Apparently, all those in positions of responsibility of oversight, to this day, still do not think they ought to resign as well because they have been disqualified from such a position of oversight.  No one has done that!  If that isn’t telling, nothing is.

It is a meaningful and significant difference between “giving the benefit of the doubt” to a ministry leader or pastor and refusing to believe, from the beginning, that there is anything their pastor has done that ought to disqualify him from further pastoral or pulpit ministry.  For many, before the facts are even laid out, the idea that the leader, pastor, or missionary could be the problem has been decided — impossible!

When it comes to disciplining a pastor, many in the church simply refuse to believe that their pastor is capable of sin or of disqualifying himself from the pastorate. Before the evidence is even presented, they have already decided it is impossible for their pastor to actually be the problem.

  • We don’t know people’s hearts.
  • We should not judge.
  • His heart was right.
  • He did not intend to say or do that.
  • He meant well.
  • His motives were good.

Maybe — to all of the above.  Maybe, but not — “The pastor always means well.” — even when the evidence suggests and even says otherwise.  Selfish, self-serving, lazy, neglectful, apathetic, negligent, and/or sinful words and actions can be seen for what they are, or they can be plausibly denied by those who do not want to believe otherwise.

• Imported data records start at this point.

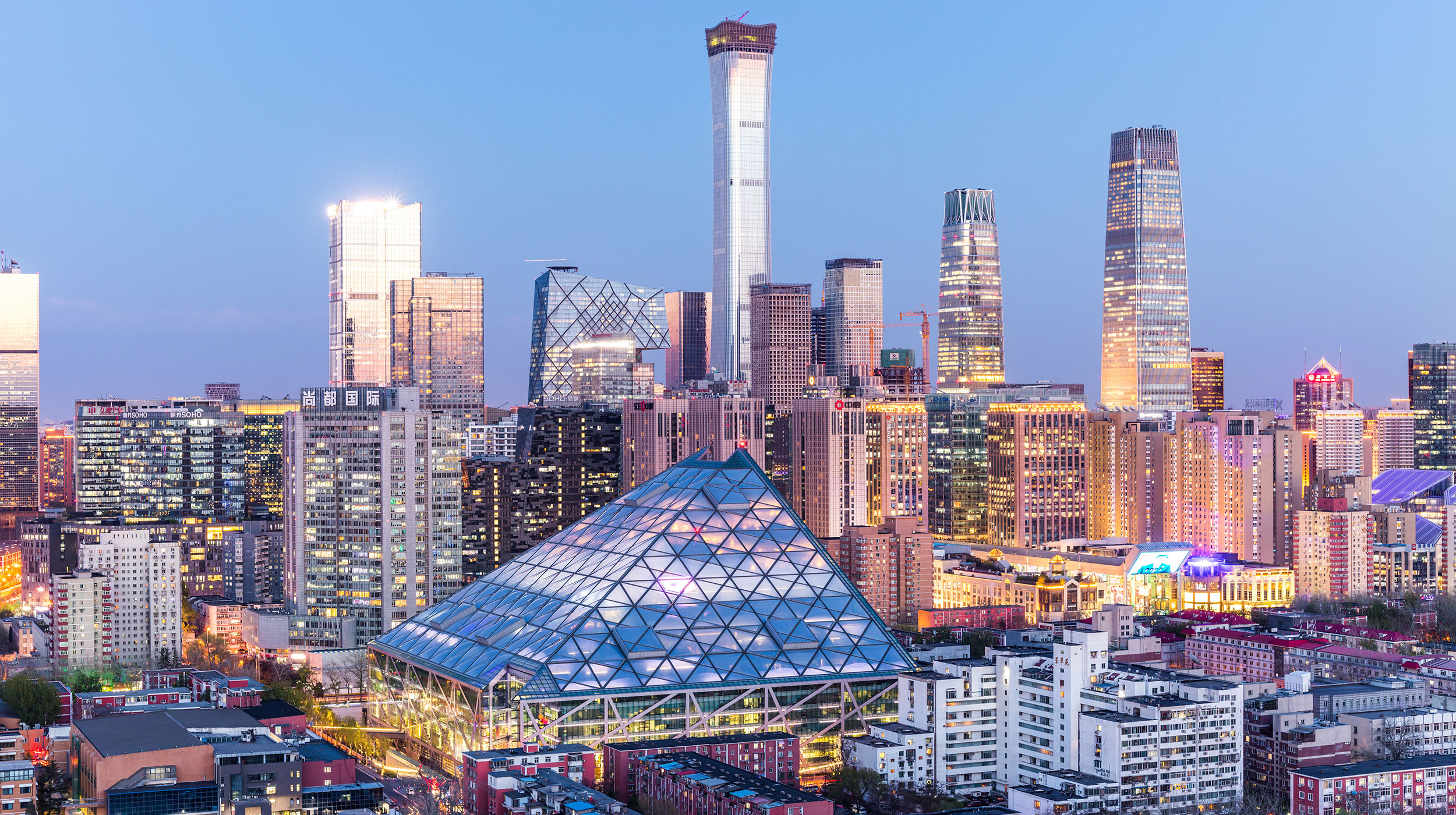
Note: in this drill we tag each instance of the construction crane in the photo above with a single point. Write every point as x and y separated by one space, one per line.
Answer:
925 335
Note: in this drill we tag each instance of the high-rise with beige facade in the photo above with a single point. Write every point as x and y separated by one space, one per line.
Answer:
829 463
1037 472
660 433
1235 484
1340 441
437 341
897 459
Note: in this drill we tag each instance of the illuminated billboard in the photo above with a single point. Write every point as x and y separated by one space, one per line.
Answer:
1160 562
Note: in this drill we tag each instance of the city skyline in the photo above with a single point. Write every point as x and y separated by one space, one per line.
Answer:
123 297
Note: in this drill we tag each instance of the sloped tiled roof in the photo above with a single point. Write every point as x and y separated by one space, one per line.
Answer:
699 575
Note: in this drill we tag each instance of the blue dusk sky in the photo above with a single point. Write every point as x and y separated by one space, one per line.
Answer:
168 166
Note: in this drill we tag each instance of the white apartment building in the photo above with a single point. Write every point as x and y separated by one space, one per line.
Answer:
1038 697
146 593
1177 747
1340 441
966 728
902 754
80 615
1414 731
496 440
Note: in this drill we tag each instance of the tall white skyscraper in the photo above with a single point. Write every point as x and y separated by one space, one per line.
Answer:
372 243
1146 357
970 345
740 69
19 388
146 578
372 505
854 315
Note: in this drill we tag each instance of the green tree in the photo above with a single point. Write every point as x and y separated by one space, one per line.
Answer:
50 791
36 702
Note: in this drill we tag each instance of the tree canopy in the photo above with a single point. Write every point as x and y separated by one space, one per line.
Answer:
36 702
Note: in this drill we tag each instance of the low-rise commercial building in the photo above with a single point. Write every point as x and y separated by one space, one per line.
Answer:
1394 734
575 761
1066 791
688 782
1382 693
280 635
542 793
1283 734
772 754
974 618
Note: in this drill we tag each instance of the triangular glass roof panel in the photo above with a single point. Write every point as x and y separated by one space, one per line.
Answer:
651 591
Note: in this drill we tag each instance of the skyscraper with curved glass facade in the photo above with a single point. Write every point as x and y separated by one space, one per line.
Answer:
740 70
970 341
1145 286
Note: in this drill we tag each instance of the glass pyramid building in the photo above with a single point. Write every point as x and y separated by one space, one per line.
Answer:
695 604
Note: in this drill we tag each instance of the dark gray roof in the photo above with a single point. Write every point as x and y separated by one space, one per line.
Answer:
139 732
213 718
1114 717
1378 766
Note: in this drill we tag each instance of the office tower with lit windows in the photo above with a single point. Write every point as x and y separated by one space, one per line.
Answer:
959 458
59 469
970 341
1340 441
1323 388
689 331
1128 473
897 476
437 341
1234 484
782 351
607 368
854 315
19 389
1207 379
263 452
1394 440
893 566
1432 370
1037 472
567 466
153 459
781 341
817 335
740 72
828 465
1145 284
571 307
372 243
372 507
660 433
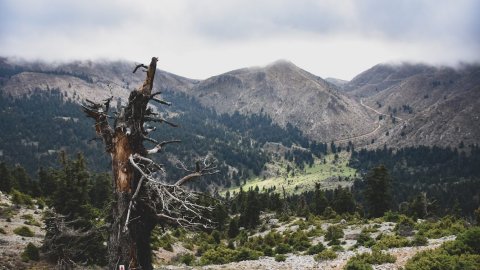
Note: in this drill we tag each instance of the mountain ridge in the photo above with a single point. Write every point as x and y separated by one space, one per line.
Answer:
289 95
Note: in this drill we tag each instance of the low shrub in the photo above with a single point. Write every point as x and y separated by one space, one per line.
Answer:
419 240
405 226
327 254
463 253
223 255
283 248
316 249
446 226
21 198
185 258
280 258
385 241
24 231
334 232
364 239
31 252
357 265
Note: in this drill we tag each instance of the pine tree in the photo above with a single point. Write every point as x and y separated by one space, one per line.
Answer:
5 178
378 191
319 201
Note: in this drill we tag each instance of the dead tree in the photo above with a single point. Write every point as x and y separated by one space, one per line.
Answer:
142 197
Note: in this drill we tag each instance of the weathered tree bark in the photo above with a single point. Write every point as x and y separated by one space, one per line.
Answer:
135 215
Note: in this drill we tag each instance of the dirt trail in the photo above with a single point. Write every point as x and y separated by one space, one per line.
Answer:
368 133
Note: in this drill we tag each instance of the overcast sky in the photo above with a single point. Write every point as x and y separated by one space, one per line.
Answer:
202 38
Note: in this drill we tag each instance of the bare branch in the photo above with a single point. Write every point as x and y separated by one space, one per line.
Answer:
161 101
208 169
99 114
159 146
160 120
139 66
127 220
170 203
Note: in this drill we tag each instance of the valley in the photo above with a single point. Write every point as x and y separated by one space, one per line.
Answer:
294 155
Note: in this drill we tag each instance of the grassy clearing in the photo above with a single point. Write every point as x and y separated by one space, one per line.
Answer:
324 171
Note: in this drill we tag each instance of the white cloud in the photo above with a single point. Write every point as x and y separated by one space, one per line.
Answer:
203 38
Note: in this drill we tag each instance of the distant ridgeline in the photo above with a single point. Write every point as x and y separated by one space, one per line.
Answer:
35 128
450 177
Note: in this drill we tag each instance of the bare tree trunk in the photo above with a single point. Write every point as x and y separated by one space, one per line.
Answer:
134 216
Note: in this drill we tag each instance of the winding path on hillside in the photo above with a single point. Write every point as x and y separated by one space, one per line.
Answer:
371 132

#2) Cut Off The Blame Shifting:

There seems to be a consistent pattern when ministry or church problems are uncovered.  The leader is involved in a “blame-shifting” operation.  I say “operation” because it is a concerted effort by the problem ministry leader or pastor to convince others that he is not the problem, but the “accuser” is.

The pattern — there is a pattern that runs through such accounts.  The ministry leader and/or pastor . . . . .

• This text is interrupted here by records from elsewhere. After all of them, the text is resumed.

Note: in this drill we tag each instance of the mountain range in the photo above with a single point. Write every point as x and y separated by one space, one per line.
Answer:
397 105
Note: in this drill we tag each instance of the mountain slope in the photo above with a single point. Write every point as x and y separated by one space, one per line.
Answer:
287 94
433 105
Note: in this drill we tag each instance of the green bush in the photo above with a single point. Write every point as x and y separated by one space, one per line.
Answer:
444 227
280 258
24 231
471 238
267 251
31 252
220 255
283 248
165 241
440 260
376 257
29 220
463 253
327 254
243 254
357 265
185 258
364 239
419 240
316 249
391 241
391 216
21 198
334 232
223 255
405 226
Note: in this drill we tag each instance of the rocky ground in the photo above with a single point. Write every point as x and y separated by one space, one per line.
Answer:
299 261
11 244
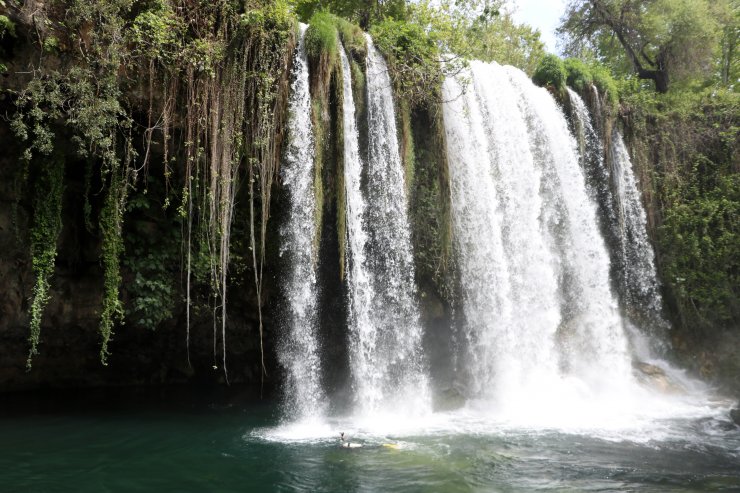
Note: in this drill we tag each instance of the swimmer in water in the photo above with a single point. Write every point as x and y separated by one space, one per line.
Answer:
346 443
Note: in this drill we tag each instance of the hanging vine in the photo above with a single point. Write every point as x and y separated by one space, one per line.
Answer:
47 224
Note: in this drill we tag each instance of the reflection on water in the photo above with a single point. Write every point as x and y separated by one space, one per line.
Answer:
188 440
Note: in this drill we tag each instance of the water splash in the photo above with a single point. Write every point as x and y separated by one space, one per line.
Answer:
299 349
640 280
385 333
541 323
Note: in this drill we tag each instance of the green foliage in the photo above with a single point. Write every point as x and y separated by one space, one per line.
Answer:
362 12
413 59
156 32
605 83
578 74
701 238
151 251
666 41
550 72
352 36
321 36
7 27
110 223
689 144
47 224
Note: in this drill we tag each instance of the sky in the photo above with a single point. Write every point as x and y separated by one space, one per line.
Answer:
541 14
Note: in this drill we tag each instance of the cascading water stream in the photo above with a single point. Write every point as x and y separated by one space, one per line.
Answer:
385 333
640 278
299 349
540 320
614 188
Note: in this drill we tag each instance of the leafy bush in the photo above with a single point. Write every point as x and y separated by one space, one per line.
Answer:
413 58
321 36
578 74
550 72
605 83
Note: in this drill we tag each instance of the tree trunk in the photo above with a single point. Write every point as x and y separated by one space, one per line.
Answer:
659 77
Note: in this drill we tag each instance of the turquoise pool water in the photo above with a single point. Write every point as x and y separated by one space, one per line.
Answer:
184 440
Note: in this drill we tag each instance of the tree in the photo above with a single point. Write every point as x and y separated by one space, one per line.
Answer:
661 39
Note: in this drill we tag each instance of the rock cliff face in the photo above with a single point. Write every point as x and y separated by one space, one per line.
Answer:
69 350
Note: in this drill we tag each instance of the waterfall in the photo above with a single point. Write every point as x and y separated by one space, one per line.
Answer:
614 187
540 320
640 280
299 348
384 329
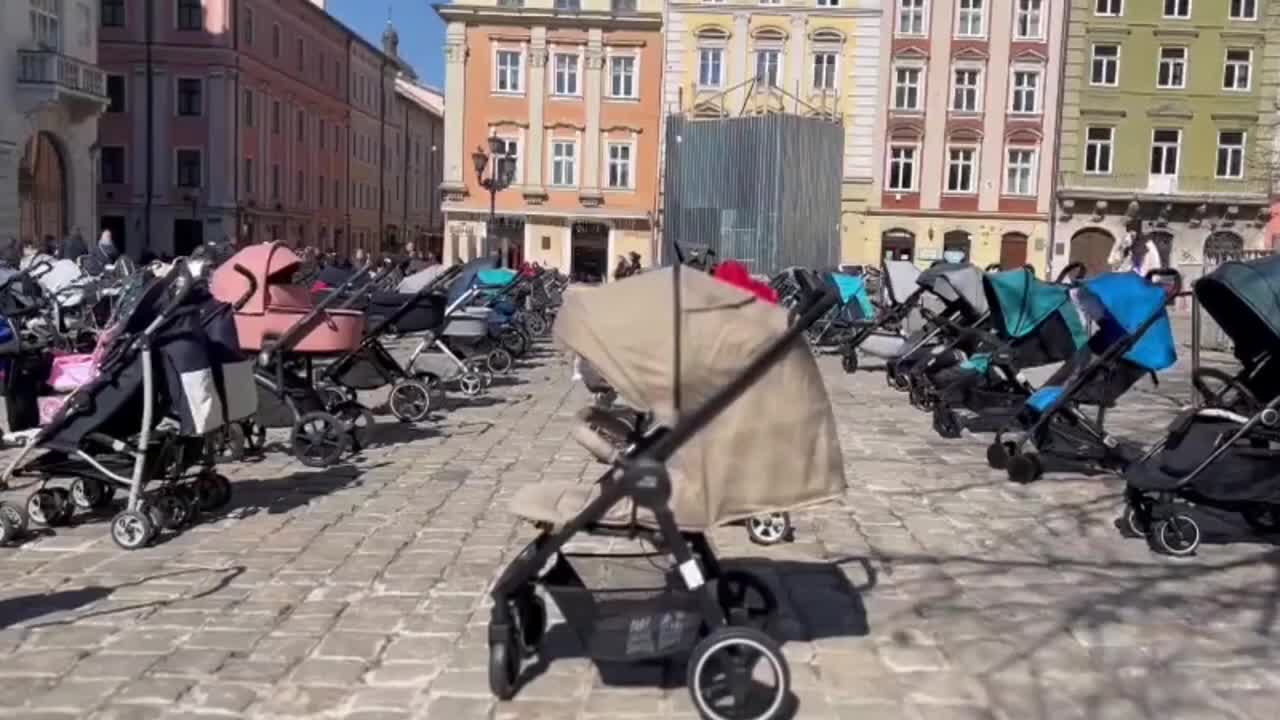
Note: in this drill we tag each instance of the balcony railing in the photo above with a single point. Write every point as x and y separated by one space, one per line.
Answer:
51 68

  • points to the love-less-ness of that person
  • warns about bitterness and the need to resolve it in their hearts
  • invokes Matthew 18 as the needed remedy against him/her
  • points to their long history of ministry and their faithfulness
  • interjects defensive words into his messages
  • leans on his relationships to speak up and out
  • returns fire, not as to the issues, but as to the person

Calling out the wrong-doing of a ministry leader or pastor is not wrong or sinful.  It is only wrong if there was no wrong-doing and there was no attempt to first address the issue with those who were directly responsible for the wrong-doing.

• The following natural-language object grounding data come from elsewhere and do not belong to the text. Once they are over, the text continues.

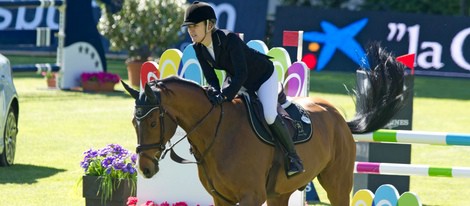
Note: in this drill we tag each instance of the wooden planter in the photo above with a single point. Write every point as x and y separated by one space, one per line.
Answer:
91 186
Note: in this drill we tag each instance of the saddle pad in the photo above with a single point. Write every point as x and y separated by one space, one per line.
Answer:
298 117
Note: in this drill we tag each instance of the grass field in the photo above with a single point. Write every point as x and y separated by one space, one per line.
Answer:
56 126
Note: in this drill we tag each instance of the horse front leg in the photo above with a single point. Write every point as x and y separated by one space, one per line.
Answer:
251 200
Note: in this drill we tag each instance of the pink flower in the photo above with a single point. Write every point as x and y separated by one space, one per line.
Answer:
150 203
132 201
165 204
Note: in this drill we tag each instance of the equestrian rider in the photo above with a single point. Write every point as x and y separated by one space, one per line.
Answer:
221 49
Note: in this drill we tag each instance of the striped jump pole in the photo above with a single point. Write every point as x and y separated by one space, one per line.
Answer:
409 169
405 136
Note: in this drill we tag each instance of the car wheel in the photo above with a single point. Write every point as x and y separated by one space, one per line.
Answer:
9 138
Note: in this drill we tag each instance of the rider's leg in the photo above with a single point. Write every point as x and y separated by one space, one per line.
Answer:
267 94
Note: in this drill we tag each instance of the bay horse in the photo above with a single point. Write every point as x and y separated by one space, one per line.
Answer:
234 166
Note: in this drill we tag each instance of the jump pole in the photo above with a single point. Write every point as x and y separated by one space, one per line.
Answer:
408 137
77 51
409 169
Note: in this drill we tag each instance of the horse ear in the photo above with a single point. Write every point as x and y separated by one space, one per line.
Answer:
134 93
150 94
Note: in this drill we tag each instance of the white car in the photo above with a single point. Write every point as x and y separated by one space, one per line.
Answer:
9 111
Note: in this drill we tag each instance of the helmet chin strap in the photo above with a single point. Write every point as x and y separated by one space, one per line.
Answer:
205 31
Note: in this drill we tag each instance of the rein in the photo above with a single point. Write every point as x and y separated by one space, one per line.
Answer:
147 109
175 157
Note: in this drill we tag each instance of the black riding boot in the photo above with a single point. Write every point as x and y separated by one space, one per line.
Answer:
279 130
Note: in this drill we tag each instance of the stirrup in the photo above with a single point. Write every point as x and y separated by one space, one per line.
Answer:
294 167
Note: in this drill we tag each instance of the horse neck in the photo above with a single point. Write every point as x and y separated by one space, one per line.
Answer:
189 106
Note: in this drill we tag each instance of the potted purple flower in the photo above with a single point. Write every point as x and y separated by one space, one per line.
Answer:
99 81
110 175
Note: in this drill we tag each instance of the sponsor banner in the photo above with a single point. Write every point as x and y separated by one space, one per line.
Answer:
336 40
247 17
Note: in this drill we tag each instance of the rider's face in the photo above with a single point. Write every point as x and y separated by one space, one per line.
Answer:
197 32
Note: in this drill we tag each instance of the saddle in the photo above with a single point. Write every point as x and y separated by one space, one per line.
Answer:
294 116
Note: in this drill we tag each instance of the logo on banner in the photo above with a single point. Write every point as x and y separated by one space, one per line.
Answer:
334 40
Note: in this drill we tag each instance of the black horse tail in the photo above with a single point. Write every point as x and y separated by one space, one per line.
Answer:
381 94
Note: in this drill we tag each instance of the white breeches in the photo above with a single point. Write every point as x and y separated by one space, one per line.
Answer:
267 94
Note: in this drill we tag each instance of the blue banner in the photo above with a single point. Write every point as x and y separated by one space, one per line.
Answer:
336 39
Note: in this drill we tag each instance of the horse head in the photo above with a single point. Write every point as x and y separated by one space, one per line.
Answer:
154 128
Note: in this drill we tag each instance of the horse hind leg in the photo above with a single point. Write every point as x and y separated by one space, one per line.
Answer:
281 200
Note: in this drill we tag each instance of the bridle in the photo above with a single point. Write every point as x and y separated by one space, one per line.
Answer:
143 111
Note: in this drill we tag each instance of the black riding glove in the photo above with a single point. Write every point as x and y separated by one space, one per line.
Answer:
217 99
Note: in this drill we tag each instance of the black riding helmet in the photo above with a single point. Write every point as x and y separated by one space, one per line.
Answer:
197 12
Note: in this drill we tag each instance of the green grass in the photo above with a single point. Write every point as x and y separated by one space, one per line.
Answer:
55 127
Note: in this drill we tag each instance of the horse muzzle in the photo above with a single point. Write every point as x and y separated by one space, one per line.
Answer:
147 166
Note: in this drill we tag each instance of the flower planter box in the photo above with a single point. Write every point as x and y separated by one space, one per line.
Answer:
91 186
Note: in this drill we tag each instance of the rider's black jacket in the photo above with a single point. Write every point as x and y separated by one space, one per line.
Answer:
245 66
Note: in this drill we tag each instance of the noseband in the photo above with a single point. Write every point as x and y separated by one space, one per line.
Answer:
141 113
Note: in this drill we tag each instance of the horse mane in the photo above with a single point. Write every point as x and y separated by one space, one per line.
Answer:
162 84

If the pattern is that the pastor is the victim, let a flag go off.  Flipping the table is all too common a ministry tactic to avoid accountability.  Shifting the blame is what typically happens in ministry (and the world around us, as we well know.  He or she had no reason to be upset, offended, or disruptive — “I have done nothing wrong!”   — Yes, back to #1.

An interesting question to ask is — What have you done wrong to create such a situation that someone would so upset and/or leave the ministry or local church?  Forget the blame-shifting. Regarding this situation, what should you be held accountable for as the leader of this ministry?  When the blame-shifting begins — cut it off and ask that question.  What is your culpability in all this?